Heat Level: Medium
Category: Slow Cooker - Pasta, Main Dish - Beef
- 1 lb. lean ground beef
- 1+½ cups water
- 1/3 cup Rustlin’ Rob’s Taco Taco Seasoning
- 1 can Rotel Diced Tomatoes and Green Chilies, undrained
- ¼ cup finely chopped white onion
- 1 garlic clove, finely chopped
- 4 oz (half of 8-oz package) cream cheese, soften, cut into 1-inch pieces
- 8 oz medium shell or penne pasta
- 2 cups shredded Cheddar cheese (8 oz)
- In 10-inch skillet, cook beef over medium-high heat 5 to 8 minutes. Stir frequently, until beef is thoroughly cooked; and then drain.
- In a 6-quart slow cooker, add and stir beef, water, taco taco seasoning, tomatoes, onion, and garlic until well blended.

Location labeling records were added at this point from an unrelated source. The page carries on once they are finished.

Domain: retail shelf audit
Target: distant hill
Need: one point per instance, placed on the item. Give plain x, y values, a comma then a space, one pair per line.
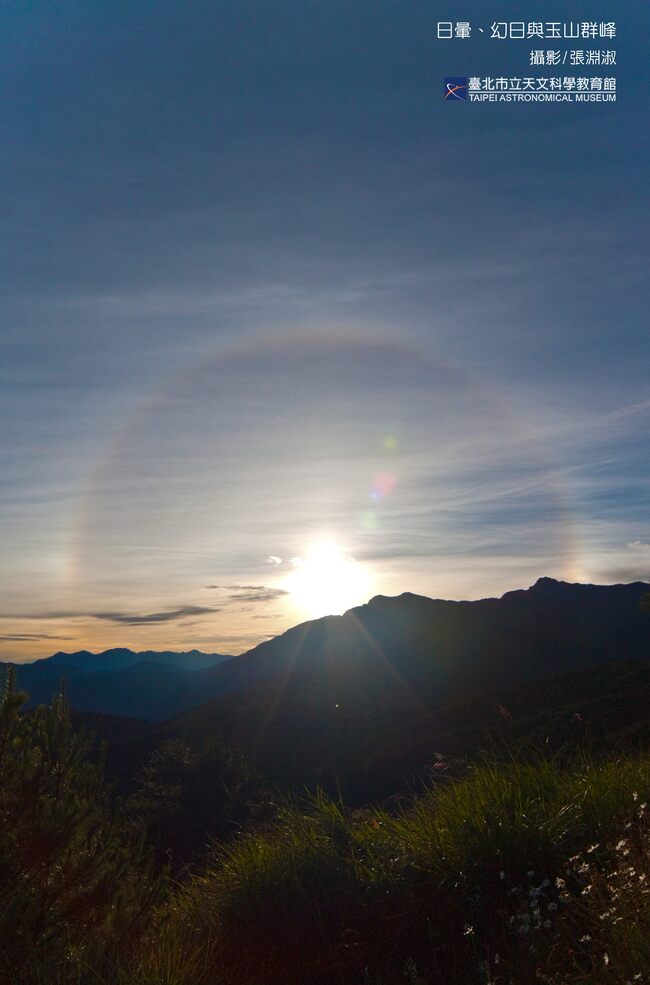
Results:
393, 656
119, 658
147, 684
366, 699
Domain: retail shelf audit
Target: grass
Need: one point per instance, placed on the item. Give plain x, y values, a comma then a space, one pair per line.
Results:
478, 881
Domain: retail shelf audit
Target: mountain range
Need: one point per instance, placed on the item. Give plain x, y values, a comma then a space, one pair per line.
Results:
401, 654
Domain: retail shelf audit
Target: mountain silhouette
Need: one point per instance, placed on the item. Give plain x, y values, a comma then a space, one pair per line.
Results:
405, 653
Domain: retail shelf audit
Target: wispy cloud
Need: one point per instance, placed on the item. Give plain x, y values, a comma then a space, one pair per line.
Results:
121, 618
250, 593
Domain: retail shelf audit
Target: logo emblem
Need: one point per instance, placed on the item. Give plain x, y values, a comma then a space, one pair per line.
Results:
455, 88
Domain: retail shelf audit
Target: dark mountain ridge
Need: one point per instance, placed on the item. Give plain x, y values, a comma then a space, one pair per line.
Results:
118, 658
402, 654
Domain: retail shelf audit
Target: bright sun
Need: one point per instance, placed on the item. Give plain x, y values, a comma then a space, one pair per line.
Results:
326, 582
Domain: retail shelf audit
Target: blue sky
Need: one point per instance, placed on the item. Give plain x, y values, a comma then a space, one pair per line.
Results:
264, 291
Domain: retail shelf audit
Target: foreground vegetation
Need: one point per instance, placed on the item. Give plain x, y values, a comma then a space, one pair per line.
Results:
519, 871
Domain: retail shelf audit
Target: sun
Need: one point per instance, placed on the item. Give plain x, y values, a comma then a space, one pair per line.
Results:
327, 582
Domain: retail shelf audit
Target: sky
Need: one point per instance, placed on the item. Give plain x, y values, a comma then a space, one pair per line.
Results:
281, 329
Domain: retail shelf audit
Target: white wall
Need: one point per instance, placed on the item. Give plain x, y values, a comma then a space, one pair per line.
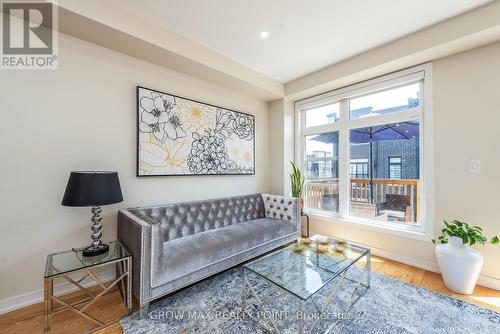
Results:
466, 126
82, 117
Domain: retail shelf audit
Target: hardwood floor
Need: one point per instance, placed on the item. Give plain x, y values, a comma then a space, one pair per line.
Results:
30, 319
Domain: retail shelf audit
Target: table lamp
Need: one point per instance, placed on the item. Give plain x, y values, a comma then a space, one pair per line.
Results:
93, 189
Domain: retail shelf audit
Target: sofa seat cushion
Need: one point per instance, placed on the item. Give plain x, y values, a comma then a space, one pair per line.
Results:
185, 255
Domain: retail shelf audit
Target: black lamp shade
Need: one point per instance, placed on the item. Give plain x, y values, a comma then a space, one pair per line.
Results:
92, 189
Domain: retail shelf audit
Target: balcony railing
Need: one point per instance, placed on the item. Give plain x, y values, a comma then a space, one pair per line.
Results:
322, 194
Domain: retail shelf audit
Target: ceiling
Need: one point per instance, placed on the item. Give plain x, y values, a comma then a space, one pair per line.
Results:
304, 35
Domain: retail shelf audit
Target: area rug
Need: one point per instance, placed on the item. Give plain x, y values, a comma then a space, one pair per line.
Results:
389, 306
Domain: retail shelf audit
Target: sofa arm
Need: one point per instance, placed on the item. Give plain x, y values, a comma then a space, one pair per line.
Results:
281, 207
135, 233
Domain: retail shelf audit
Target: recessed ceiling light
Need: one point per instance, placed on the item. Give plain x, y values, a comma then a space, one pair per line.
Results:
264, 34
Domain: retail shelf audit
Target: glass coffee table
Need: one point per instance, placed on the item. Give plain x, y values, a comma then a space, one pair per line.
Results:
312, 275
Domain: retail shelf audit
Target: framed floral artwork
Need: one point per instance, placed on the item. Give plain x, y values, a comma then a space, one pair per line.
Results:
180, 136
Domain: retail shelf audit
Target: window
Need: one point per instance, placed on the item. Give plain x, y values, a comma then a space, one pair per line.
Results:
395, 167
362, 149
322, 172
358, 168
322, 115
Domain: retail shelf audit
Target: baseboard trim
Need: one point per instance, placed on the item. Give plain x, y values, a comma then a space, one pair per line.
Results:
30, 298
489, 282
33, 297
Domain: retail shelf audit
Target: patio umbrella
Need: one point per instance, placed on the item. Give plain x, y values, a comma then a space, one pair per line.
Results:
403, 130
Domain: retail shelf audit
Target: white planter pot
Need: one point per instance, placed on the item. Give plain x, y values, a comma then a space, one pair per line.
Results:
460, 265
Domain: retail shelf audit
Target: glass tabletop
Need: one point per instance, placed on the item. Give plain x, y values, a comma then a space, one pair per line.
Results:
72, 260
305, 272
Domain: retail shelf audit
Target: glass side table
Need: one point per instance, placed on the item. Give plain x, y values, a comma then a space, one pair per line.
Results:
67, 263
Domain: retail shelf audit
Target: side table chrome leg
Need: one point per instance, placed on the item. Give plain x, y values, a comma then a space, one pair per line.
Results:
300, 318
129, 285
243, 291
48, 290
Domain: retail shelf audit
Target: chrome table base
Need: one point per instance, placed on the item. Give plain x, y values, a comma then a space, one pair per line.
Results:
123, 281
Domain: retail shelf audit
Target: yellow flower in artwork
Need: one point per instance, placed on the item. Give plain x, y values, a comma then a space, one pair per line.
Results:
247, 156
195, 116
168, 158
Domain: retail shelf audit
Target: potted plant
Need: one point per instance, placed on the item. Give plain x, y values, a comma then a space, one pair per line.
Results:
459, 263
297, 184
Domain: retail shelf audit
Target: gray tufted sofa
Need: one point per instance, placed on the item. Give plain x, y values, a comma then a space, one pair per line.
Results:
175, 245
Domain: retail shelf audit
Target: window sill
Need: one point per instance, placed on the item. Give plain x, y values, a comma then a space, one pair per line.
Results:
406, 231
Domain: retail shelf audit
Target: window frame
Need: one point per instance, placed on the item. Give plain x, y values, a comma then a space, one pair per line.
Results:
400, 164
422, 114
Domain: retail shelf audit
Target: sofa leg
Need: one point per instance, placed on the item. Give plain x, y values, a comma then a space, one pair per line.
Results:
143, 310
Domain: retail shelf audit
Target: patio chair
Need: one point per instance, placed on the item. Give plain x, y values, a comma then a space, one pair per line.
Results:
396, 206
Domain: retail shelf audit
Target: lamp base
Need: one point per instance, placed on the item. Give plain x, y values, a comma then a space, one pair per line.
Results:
95, 250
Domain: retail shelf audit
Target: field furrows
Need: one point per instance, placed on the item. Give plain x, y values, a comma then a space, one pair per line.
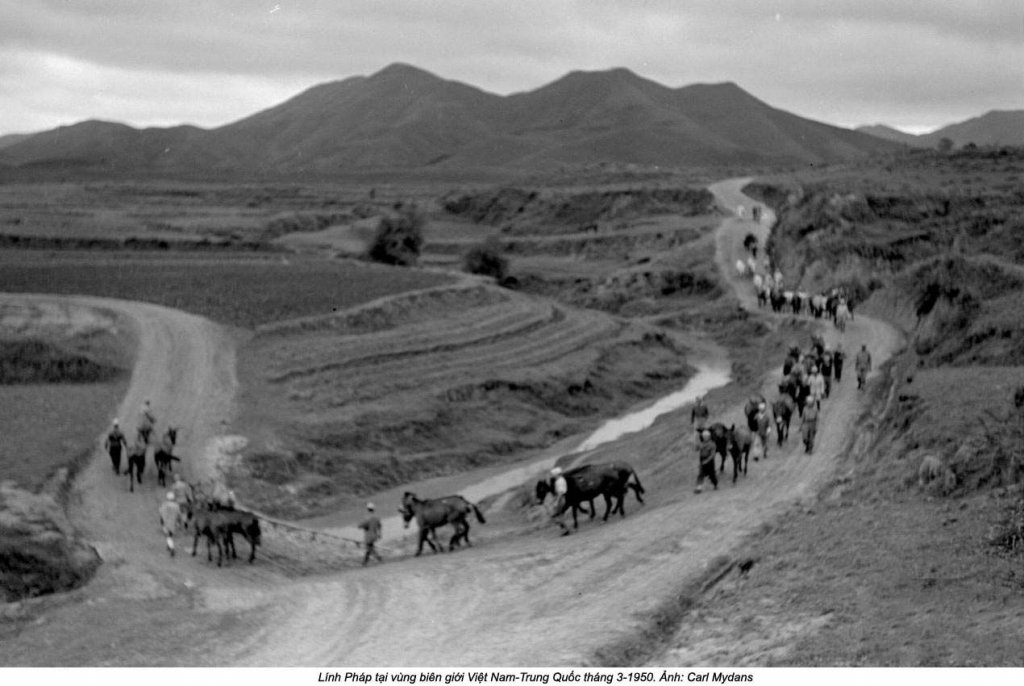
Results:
389, 312
517, 354
468, 331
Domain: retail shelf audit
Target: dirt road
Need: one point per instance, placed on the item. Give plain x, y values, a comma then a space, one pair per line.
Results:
523, 596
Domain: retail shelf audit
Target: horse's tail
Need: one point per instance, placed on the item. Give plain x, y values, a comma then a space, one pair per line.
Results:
479, 515
636, 485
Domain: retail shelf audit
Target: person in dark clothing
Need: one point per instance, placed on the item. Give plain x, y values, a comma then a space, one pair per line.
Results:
115, 444
863, 365
838, 358
699, 415
825, 363
372, 526
706, 454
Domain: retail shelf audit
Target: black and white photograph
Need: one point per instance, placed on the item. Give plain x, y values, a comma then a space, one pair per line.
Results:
458, 341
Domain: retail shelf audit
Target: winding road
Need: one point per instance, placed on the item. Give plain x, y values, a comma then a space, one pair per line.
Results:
522, 596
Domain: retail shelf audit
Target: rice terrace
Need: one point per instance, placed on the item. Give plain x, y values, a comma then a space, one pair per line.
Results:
470, 322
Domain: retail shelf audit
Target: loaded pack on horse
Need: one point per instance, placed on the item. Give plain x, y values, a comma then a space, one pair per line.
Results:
586, 482
431, 514
136, 464
164, 455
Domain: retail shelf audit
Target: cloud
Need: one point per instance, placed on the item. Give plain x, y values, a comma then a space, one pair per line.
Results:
845, 60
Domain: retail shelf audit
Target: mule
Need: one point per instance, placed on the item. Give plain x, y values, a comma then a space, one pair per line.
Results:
163, 456
720, 436
431, 514
219, 527
751, 411
586, 482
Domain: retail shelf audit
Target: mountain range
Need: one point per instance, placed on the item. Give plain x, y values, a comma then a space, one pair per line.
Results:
993, 128
403, 118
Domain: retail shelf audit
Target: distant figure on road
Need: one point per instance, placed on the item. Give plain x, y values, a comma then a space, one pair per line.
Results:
815, 388
558, 508
809, 426
146, 420
706, 455
182, 491
763, 423
863, 365
372, 526
170, 513
699, 416
115, 444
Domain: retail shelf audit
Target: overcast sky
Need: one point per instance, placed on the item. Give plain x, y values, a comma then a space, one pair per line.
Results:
915, 65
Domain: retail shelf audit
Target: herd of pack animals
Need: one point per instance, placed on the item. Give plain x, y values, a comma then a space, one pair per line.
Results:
214, 517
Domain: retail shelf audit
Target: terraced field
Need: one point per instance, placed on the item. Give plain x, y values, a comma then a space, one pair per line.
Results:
433, 382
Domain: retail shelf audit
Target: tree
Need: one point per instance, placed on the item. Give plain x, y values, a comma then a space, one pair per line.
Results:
399, 237
486, 259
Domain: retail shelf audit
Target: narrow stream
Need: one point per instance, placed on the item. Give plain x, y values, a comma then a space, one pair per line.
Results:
709, 376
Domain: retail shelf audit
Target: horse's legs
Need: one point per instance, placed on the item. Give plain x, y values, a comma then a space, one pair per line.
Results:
425, 537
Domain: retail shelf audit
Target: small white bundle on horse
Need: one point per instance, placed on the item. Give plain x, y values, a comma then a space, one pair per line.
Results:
586, 482
431, 514
219, 527
164, 455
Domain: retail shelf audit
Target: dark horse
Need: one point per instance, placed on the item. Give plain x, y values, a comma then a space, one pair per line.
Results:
136, 465
740, 441
586, 482
219, 527
430, 514
164, 457
720, 436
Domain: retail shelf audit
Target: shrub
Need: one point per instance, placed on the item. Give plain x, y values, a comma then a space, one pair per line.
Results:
398, 238
486, 259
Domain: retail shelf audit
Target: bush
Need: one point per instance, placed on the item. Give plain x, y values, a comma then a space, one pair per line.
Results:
486, 259
398, 238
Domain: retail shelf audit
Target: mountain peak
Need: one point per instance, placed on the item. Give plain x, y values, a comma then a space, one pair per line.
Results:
404, 72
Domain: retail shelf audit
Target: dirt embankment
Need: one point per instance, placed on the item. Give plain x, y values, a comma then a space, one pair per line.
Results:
529, 212
54, 358
429, 384
504, 601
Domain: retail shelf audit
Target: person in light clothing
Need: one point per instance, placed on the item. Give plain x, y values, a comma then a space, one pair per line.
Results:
558, 510
170, 513
372, 533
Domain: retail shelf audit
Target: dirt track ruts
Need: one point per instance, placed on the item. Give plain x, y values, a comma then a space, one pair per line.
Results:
518, 599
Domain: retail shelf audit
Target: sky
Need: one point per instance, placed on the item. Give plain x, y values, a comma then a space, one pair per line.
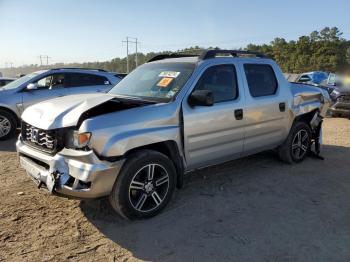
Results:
93, 30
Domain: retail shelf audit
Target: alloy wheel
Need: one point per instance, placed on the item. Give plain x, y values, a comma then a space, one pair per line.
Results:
149, 187
5, 126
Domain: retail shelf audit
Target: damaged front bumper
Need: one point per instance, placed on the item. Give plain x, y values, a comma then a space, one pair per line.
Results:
341, 108
70, 173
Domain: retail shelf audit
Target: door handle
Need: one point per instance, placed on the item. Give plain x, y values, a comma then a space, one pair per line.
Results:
239, 114
282, 107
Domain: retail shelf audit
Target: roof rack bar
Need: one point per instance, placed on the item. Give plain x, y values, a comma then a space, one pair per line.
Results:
211, 53
80, 68
235, 53
171, 55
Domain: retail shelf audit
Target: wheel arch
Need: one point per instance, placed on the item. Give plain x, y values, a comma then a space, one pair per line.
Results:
171, 150
10, 111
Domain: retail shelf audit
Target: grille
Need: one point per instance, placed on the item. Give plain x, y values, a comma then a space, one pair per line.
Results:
44, 140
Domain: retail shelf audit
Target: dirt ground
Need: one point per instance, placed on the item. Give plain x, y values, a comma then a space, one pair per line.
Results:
252, 209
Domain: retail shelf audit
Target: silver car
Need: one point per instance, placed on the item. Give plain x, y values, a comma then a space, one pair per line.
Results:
39, 86
166, 118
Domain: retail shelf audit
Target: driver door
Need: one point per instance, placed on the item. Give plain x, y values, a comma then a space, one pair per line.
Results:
48, 87
215, 134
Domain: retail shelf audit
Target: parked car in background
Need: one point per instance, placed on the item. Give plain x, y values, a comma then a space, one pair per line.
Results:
120, 75
169, 116
5, 80
316, 77
339, 90
16, 96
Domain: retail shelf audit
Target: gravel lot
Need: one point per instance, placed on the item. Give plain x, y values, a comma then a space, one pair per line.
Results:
252, 209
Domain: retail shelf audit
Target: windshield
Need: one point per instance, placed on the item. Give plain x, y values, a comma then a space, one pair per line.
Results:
20, 81
158, 81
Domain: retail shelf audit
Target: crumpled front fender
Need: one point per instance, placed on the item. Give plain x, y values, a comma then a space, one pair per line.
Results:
307, 98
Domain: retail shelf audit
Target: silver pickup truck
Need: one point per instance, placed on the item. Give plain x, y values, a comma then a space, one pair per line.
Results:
172, 115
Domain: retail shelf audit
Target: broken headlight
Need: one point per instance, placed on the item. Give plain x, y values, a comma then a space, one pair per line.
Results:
77, 139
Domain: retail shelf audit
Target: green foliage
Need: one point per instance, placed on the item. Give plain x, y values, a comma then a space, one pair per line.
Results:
322, 50
325, 50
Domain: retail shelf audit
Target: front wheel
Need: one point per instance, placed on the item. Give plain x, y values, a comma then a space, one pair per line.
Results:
7, 125
297, 145
144, 186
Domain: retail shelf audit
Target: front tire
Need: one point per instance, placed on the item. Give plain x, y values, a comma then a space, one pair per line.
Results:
297, 145
7, 125
144, 186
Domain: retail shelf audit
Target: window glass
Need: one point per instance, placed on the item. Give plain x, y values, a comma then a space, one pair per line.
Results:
78, 79
261, 79
44, 83
221, 80
155, 81
51, 81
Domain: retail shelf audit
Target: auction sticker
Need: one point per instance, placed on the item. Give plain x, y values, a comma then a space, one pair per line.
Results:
164, 82
171, 74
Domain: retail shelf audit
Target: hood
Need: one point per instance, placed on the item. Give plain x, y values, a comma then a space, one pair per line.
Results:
307, 98
62, 112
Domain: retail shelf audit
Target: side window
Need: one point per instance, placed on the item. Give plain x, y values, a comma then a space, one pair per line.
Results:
304, 79
261, 80
221, 80
51, 81
44, 83
78, 79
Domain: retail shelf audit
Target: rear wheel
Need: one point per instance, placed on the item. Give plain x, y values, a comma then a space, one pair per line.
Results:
297, 145
144, 186
7, 125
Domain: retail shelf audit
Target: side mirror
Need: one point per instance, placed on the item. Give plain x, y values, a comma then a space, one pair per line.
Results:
201, 98
32, 86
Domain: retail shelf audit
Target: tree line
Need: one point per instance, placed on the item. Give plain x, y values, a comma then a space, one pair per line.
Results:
324, 50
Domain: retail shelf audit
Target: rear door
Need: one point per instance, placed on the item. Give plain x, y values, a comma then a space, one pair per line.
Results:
213, 134
266, 108
84, 83
48, 87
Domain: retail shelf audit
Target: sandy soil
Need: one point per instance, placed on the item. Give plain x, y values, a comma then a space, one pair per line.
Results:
252, 209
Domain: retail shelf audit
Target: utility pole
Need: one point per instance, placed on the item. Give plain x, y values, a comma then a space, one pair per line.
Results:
136, 43
133, 41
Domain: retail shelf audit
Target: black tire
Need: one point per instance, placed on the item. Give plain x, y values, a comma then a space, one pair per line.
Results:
8, 129
288, 151
125, 199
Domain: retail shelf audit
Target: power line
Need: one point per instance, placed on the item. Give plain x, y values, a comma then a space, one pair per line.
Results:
44, 58
133, 41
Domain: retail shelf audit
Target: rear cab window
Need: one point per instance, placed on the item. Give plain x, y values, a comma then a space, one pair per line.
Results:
80, 79
261, 80
221, 80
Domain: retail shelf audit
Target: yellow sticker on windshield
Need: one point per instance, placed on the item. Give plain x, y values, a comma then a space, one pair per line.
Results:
164, 82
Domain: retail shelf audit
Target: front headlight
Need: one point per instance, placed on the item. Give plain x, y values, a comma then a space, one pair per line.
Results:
77, 139
335, 93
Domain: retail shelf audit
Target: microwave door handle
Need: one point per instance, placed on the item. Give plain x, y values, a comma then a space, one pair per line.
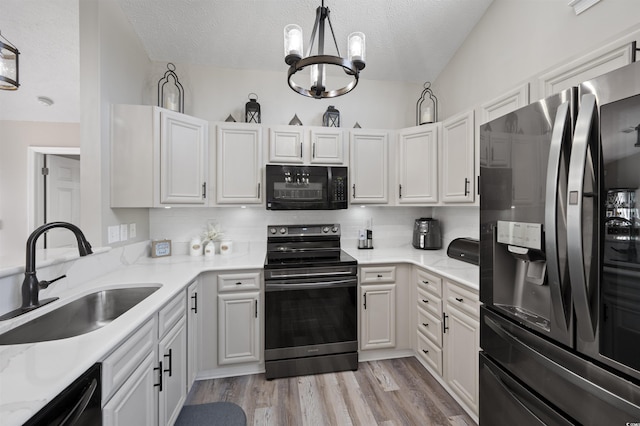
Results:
582, 282
555, 220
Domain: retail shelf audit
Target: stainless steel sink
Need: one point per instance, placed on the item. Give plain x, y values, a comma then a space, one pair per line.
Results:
81, 316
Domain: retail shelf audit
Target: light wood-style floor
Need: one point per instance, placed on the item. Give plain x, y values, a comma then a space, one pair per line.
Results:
390, 393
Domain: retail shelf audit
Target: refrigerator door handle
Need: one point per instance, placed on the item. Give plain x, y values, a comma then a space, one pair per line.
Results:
555, 219
580, 262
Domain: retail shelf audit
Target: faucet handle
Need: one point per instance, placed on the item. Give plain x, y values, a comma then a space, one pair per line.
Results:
45, 283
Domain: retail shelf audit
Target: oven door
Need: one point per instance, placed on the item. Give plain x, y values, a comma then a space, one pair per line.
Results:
310, 317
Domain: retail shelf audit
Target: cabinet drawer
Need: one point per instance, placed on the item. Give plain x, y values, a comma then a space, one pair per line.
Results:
464, 300
237, 282
429, 303
171, 313
429, 282
378, 274
122, 362
430, 326
430, 353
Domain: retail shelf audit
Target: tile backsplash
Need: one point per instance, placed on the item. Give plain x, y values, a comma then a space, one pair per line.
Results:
391, 225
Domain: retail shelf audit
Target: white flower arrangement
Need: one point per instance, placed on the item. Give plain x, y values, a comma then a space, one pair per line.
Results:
213, 232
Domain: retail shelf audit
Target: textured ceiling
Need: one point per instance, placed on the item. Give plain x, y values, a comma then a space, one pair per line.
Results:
407, 40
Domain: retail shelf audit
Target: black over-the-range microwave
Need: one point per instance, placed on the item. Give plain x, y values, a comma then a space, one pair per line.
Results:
306, 187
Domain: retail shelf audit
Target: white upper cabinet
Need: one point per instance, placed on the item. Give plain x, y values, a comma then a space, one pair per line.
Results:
286, 144
369, 166
239, 164
305, 145
458, 159
418, 165
158, 157
327, 146
183, 159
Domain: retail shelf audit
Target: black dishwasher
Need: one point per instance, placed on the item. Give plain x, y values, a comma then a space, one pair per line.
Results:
77, 405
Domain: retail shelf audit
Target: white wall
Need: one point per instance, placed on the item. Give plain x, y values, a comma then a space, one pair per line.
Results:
517, 39
114, 68
17, 136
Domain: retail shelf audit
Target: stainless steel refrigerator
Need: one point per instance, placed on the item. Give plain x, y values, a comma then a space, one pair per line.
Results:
559, 261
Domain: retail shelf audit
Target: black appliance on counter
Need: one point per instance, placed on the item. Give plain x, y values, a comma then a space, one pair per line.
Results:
311, 315
465, 249
427, 234
306, 187
560, 325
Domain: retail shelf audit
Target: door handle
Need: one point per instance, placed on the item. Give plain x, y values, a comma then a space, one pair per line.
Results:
585, 134
555, 221
170, 356
159, 370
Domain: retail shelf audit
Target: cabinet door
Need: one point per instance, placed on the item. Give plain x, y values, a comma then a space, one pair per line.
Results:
418, 165
172, 353
369, 169
193, 331
183, 159
239, 170
238, 328
458, 177
378, 315
135, 402
461, 364
286, 144
327, 146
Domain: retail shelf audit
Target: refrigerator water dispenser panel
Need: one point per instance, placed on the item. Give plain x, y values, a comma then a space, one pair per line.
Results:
520, 234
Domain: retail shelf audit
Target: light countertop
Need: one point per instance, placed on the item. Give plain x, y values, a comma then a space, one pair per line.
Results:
31, 375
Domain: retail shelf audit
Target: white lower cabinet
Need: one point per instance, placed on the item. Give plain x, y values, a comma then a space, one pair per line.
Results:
447, 334
462, 343
239, 314
144, 381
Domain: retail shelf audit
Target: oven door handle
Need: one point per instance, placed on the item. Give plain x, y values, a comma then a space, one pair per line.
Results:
311, 275
282, 285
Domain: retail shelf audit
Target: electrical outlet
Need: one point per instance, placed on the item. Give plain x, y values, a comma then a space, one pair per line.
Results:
113, 234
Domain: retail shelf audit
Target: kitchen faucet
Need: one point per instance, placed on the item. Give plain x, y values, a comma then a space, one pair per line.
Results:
31, 286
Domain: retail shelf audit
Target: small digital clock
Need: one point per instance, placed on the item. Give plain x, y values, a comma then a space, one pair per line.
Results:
161, 248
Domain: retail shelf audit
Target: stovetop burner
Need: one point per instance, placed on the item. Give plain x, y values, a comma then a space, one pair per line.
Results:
290, 246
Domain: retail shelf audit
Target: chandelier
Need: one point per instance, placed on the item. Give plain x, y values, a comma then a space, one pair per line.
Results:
293, 48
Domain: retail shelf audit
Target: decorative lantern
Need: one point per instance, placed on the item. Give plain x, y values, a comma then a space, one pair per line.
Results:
331, 117
429, 112
9, 76
170, 94
252, 110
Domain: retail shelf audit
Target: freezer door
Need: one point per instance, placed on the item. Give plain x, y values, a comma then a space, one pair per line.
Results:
604, 225
505, 401
583, 391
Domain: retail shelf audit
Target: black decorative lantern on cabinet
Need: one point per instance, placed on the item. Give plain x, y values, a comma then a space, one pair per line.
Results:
252, 110
331, 117
170, 94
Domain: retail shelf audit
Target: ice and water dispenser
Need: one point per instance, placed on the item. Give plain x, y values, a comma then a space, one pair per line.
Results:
519, 286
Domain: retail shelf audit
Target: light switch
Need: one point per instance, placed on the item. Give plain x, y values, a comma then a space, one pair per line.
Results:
113, 234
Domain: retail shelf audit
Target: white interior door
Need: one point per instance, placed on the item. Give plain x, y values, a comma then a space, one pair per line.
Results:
62, 198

- Cover; then cook on Low heat for approximately 3 to 4 hours.
- Cook pasta as directed on box; then drain. Uncover slow cooker; stir in cream cheese until melted. Stir in pasta and shredded Cheddar cheese until well blended.
- Cook uncovered on High for an additional 7 to 9 minutes (or until cheese is melted).